Enam masalah itu meliputi
airspeed and altitude flight,
speed trim fail light,
indicated airspeed and altitude disagree, maintenance light illuminate after landing, auto trotlle arm disconnect, dan feel diff press light illuminate.KNKT menyatakan menjelang terbang pesawat itu juga mengalami stick shaker atau kemudi pada pilot bergetar. Dari data FDR yang ditemukan, terdapat 69 jam, terdiri dari 19 penerbangan termasuk penerbangan yang mengalami kecelakaan. Kemudian, jumlah parameter kurang lebih dari 1.800 parameter.
Manajemen Lion Air memberikan santunan meninggal dunia sesuai Peraturan Menteri Perhubunag 77 Tahun 2011 yaitu Rp 1,25 miliar. Selain itu, Lion Air juga memberikan uang di luar santunan Rp 80 Juta dengan rincian uang tunggu kepada keluarga Rp 5 Juta, uang kedukaan Rp 25 juta, dan uang ganti rugi bagasi Rp 50 juta. Ditotal, uang yang diberikan kepada keluarga korban kecelakan pesawat Lion Air JT 610 sebesar Rp 1,33 miliar.
Namun, sejumlah keluarga korban masih kecewa dengan sikap Lion Air. Mulai dari pencairan dana untuk ahli waris yang lamban. Mereka juga menuntut agar Lion Air kembali melakukan pencarian korban.
Bahkan, sejumlah keluarga korban Lion Air JT 610 menempuh langkah hukum. Sejumlah keluarga korban menggugat perusahaan pembuat pesawat terbang asal Amerika Serikat Boeing. Alasan gugatan diajukan karena Boeing dianggap lalai menjaga keselamatan pengguna pesawat produksi mereka.

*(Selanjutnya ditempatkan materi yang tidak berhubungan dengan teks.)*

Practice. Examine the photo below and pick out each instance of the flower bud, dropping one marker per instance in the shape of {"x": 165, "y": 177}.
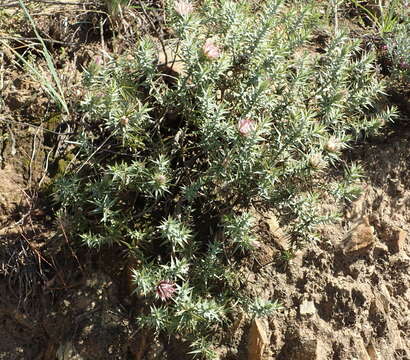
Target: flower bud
{"x": 333, "y": 145}
{"x": 165, "y": 289}
{"x": 160, "y": 179}
{"x": 124, "y": 121}
{"x": 211, "y": 51}
{"x": 316, "y": 161}
{"x": 246, "y": 126}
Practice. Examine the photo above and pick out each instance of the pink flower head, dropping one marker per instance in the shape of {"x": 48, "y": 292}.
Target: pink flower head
{"x": 246, "y": 126}
{"x": 165, "y": 289}
{"x": 183, "y": 7}
{"x": 98, "y": 60}
{"x": 211, "y": 51}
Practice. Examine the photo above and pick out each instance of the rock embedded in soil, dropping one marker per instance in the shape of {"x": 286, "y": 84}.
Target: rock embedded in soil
{"x": 398, "y": 240}
{"x": 258, "y": 339}
{"x": 360, "y": 237}
{"x": 307, "y": 308}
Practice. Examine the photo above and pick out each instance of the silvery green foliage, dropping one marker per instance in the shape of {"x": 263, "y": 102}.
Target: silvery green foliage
{"x": 171, "y": 161}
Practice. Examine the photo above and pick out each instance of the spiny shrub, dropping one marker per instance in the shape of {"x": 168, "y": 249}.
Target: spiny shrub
{"x": 398, "y": 49}
{"x": 173, "y": 155}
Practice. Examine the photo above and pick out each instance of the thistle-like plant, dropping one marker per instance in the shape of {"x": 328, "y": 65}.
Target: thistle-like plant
{"x": 170, "y": 163}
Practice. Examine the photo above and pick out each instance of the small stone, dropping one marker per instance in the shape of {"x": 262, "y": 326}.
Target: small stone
{"x": 258, "y": 340}
{"x": 371, "y": 350}
{"x": 312, "y": 349}
{"x": 360, "y": 348}
{"x": 360, "y": 237}
{"x": 398, "y": 240}
{"x": 279, "y": 236}
{"x": 307, "y": 308}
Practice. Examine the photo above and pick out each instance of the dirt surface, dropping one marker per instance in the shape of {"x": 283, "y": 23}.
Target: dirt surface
{"x": 346, "y": 297}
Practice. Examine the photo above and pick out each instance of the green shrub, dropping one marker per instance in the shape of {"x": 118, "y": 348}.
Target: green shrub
{"x": 171, "y": 161}
{"x": 398, "y": 49}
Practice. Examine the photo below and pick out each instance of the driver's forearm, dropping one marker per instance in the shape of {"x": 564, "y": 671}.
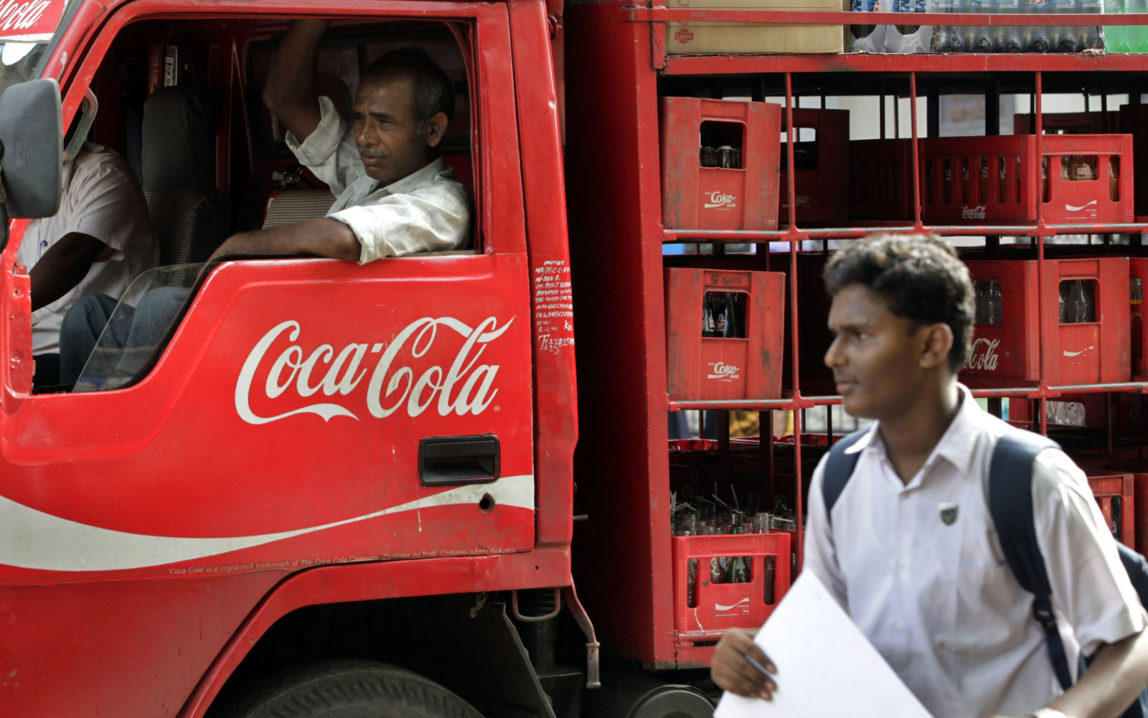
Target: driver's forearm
{"x": 291, "y": 80}
{"x": 325, "y": 238}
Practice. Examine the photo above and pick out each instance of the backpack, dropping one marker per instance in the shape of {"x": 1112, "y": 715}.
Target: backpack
{"x": 1009, "y": 493}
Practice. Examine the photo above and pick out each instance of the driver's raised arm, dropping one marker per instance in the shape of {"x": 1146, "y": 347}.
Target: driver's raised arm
{"x": 289, "y": 92}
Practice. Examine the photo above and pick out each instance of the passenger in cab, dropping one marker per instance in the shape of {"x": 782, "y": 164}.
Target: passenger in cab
{"x": 99, "y": 240}
{"x": 395, "y": 195}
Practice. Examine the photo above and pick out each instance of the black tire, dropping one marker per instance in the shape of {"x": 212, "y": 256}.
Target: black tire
{"x": 351, "y": 689}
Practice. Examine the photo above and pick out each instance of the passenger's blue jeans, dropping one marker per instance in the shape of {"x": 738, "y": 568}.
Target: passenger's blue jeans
{"x": 132, "y": 334}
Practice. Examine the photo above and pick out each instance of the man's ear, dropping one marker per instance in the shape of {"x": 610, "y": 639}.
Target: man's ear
{"x": 937, "y": 344}
{"x": 436, "y": 128}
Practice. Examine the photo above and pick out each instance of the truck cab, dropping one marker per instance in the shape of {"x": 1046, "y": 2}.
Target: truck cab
{"x": 311, "y": 435}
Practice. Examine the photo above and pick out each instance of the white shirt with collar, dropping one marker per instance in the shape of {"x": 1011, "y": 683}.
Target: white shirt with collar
{"x": 424, "y": 211}
{"x": 102, "y": 199}
{"x": 937, "y": 600}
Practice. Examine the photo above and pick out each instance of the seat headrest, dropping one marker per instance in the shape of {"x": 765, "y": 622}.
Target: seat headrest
{"x": 178, "y": 149}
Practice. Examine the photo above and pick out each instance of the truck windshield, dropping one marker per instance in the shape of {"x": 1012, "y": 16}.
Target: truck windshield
{"x": 20, "y": 61}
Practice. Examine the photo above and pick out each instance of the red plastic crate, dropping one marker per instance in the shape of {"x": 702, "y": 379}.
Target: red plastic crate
{"x": 1116, "y": 496}
{"x": 1104, "y": 194}
{"x": 1085, "y": 353}
{"x": 1134, "y": 122}
{"x": 881, "y": 179}
{"x": 713, "y": 368}
{"x": 1138, "y": 270}
{"x": 822, "y": 186}
{"x": 711, "y": 198}
{"x": 718, "y": 607}
{"x": 978, "y": 179}
{"x": 1068, "y": 123}
{"x": 1140, "y": 522}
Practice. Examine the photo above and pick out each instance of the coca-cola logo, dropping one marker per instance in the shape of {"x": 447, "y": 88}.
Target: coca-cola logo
{"x": 22, "y": 15}
{"x": 984, "y": 355}
{"x": 721, "y": 371}
{"x": 721, "y": 200}
{"x": 278, "y": 370}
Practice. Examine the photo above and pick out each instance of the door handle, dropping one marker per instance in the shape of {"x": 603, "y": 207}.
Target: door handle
{"x": 451, "y": 461}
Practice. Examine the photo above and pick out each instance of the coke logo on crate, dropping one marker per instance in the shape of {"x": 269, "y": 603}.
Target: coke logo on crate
{"x": 719, "y": 161}
{"x": 720, "y": 200}
{"x": 1080, "y": 334}
{"x": 721, "y": 371}
{"x": 984, "y": 356}
{"x": 723, "y": 333}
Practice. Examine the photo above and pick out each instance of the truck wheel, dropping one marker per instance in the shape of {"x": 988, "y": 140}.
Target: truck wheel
{"x": 353, "y": 689}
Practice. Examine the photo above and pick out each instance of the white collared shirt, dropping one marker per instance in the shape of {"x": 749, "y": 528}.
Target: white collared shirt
{"x": 938, "y": 601}
{"x": 424, "y": 211}
{"x": 101, "y": 199}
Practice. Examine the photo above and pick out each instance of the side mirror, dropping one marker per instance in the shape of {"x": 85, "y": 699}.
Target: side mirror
{"x": 31, "y": 146}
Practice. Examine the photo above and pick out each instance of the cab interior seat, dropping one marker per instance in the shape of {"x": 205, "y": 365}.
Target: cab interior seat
{"x": 178, "y": 162}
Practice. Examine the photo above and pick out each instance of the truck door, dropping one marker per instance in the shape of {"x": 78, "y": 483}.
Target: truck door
{"x": 307, "y": 411}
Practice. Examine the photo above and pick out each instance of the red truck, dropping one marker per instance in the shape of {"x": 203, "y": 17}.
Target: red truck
{"x": 374, "y": 487}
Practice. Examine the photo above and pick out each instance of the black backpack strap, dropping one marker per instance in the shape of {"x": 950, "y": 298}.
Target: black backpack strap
{"x": 1010, "y": 506}
{"x": 838, "y": 469}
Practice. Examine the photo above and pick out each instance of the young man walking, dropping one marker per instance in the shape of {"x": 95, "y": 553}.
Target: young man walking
{"x": 909, "y": 549}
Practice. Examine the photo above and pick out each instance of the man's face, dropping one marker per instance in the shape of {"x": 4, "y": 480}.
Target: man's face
{"x": 390, "y": 139}
{"x": 874, "y": 355}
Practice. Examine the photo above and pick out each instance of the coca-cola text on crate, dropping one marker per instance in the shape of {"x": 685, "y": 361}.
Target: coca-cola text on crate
{"x": 1087, "y": 178}
{"x": 1085, "y": 315}
{"x": 700, "y": 615}
{"x": 741, "y": 361}
{"x": 734, "y": 184}
{"x": 1006, "y": 323}
{"x": 978, "y": 179}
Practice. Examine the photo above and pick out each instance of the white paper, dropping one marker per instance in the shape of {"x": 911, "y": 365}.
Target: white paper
{"x": 825, "y": 666}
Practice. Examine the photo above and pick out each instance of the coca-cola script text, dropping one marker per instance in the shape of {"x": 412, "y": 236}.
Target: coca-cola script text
{"x": 459, "y": 386}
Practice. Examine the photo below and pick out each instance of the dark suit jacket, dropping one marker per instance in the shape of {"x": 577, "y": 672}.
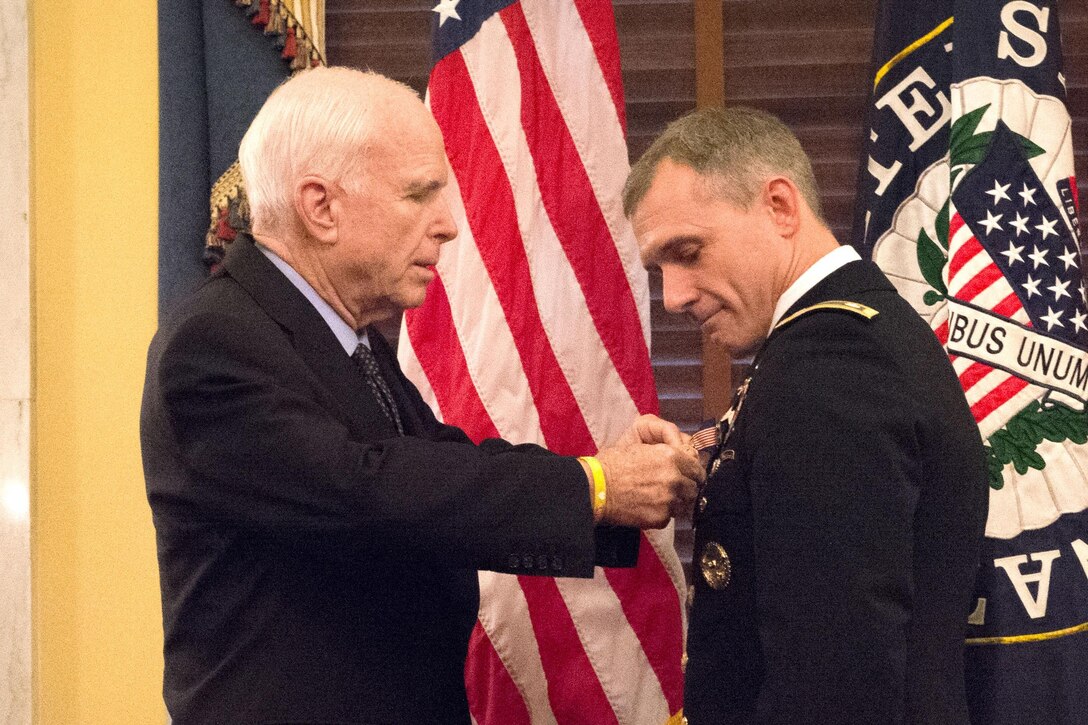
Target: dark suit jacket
{"x": 314, "y": 566}
{"x": 852, "y": 511}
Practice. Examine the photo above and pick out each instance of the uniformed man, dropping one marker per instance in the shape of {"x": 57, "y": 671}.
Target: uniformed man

Kelalaian dilakukan karena Boeing tidak memberi pemahaman cukup soal perangkat sensor sudut terbang (angle of attack) kepada awak yang menerbangkan pesawat seri 737 MAX 8.
Lion Air menyatakan tetap akan melanjutkan pencarian korban dan VCR. Bahkan Lion Air mengklaim telah menganggarkan dana Rp38 miliar untuk melanjutkan pencarian korban pesawat JT610 yang jatuh di perairan Karawang, Jawa Barat.
Corporate Communications Strategic Lion Air Danang Mandala Prihantoro mengatakan manajemen juga akan mencari cockpit voice recorder (CVR). Namun, Kapal MVP Everest yang disewa Lion Air dari perusahaan swasta Belanda seharusnya tiba di Tanjung Pakis tertunda.
Menyikapi itu, seorang keluarga korban, Anton Sahadi mengatakan akan melapor polisi karena Lion Air melakukan penundaan.
Anton berujar selain melapor ke Polda Babel, keluarga korban juga akan mengirim surat ke Komisi V DPR RI. Mereka meminta bantuan untuk mengawasi pencarian ulang oleh Lion Air.